Fellows Morton & Clayton had built mainly their own boats, the Uxbridge dock building wooden boats and Saltley building new and maintaining existing boats. In 1922 they approached W. J. Yarwood & Sons of Northwich to make 12 motor boats. The first arrived in May 1923. They ordered 12 more from Yarwoods which were delivered hull-only starting in 1926.

==Depots==

The headquarters of the company was at Fazeley Street in Birmingham. In addition to this, the company maintained depots at the following locations.

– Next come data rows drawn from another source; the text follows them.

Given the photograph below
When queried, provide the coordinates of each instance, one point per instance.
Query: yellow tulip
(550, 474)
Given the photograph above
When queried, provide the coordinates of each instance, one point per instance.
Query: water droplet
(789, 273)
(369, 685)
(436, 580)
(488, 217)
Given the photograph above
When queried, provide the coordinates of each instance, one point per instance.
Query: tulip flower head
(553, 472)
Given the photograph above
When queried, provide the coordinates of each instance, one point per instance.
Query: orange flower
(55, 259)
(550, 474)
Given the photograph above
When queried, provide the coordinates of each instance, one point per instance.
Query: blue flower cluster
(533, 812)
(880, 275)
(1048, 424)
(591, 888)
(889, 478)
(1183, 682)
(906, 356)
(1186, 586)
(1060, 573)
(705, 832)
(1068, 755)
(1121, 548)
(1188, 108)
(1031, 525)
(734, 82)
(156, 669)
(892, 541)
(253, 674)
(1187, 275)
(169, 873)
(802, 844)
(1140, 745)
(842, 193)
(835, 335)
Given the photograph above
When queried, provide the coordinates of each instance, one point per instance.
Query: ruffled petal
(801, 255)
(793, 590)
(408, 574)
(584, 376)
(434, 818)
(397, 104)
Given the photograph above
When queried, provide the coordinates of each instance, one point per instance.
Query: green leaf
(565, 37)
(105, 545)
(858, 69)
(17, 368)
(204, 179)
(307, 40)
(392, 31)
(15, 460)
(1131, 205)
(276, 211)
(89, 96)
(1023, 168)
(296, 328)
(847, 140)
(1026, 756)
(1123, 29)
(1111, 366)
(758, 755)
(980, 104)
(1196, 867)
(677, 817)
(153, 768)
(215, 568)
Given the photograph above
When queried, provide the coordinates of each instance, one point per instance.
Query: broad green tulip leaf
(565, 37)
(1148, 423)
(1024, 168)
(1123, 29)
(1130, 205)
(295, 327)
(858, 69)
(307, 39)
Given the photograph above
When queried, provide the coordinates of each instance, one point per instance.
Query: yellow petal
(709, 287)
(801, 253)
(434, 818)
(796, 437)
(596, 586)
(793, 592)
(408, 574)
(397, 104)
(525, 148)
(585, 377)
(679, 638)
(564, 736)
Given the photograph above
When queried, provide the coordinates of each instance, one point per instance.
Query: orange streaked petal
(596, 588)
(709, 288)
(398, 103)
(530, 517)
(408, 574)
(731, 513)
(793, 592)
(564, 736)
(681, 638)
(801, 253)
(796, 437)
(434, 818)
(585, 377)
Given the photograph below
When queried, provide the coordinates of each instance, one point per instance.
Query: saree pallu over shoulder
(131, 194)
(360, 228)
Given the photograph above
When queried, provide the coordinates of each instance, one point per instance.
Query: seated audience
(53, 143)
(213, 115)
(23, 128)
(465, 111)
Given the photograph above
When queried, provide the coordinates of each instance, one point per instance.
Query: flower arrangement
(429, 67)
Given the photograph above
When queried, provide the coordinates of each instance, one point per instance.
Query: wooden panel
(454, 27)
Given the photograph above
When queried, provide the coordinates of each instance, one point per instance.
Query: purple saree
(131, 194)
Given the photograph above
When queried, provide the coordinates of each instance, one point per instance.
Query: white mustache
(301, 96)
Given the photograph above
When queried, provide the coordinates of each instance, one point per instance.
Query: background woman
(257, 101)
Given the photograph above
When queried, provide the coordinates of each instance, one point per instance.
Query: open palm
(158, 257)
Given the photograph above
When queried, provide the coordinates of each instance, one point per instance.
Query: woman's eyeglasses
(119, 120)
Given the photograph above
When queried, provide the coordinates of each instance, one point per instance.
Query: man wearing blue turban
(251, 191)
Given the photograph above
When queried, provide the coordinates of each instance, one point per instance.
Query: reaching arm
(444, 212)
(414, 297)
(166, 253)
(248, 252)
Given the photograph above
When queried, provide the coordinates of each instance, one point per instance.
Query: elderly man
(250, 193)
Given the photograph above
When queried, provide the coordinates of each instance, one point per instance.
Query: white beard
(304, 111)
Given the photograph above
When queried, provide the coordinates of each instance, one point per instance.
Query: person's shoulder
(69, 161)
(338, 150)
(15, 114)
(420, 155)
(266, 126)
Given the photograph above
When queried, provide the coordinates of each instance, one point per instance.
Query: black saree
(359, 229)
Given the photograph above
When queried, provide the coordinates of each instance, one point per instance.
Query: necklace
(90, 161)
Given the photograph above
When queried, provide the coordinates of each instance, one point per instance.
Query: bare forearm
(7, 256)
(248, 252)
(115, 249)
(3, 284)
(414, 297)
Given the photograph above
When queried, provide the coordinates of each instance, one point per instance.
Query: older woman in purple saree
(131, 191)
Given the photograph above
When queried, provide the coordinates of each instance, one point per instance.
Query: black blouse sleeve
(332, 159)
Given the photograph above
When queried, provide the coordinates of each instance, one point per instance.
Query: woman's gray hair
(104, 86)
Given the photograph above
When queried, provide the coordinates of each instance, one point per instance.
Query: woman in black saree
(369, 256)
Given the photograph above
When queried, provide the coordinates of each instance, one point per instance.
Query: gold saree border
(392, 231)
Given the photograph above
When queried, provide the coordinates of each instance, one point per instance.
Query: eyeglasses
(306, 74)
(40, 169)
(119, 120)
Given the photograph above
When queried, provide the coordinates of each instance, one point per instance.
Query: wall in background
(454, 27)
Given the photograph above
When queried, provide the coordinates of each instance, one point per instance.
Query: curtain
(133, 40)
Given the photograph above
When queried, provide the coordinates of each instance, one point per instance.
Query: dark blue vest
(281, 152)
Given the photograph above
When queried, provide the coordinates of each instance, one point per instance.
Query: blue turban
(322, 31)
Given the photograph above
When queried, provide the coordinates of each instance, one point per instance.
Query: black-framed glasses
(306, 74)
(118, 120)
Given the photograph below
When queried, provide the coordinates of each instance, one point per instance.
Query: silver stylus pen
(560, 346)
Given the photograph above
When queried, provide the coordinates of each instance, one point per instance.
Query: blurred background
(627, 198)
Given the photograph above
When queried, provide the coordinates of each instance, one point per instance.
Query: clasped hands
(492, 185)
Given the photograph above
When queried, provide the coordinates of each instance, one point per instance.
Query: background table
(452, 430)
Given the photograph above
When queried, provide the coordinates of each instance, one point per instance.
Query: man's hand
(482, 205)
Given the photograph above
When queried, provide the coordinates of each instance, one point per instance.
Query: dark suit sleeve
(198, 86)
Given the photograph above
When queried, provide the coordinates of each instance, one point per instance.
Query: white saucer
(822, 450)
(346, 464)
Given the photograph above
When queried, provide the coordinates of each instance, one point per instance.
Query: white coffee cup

- London, Regent's Canal Dock
- Brentford
- Bulls Bridge
- Reading
- Slough
- Hertford
- Uxbridge
- Berkhamsted
- Aylesbury
- Oxford
- Blisworth
- Northampton
- Peterborough
- Long Buckby
- Braunston
- Stratford on Avon
- Warwick
- Coventry
- Worcester
- Stourport
- Dudley Port
- Wolverhampton
- Great Haywood
- Burton on Trent
- Derby
- Langley Mill
- Nottingham
- Newark on Trent
- Leicester
- Foxton
- Market Harborough

==Liveries==

The first Fellows Morton & Clayton livery was a combination of black & white with a red dividing line. Shortly after the company re-incorporated in 1921 the livery changed to red, green and yellow.

==Ending==

In the first 6 months of 1948 Fellows Morton & Clayton incurred its first trading loss of £5,000, and in November 1948 the company went into voluntary liquidation. The assets were taken over by the British Transport Commission on 1 January 1949.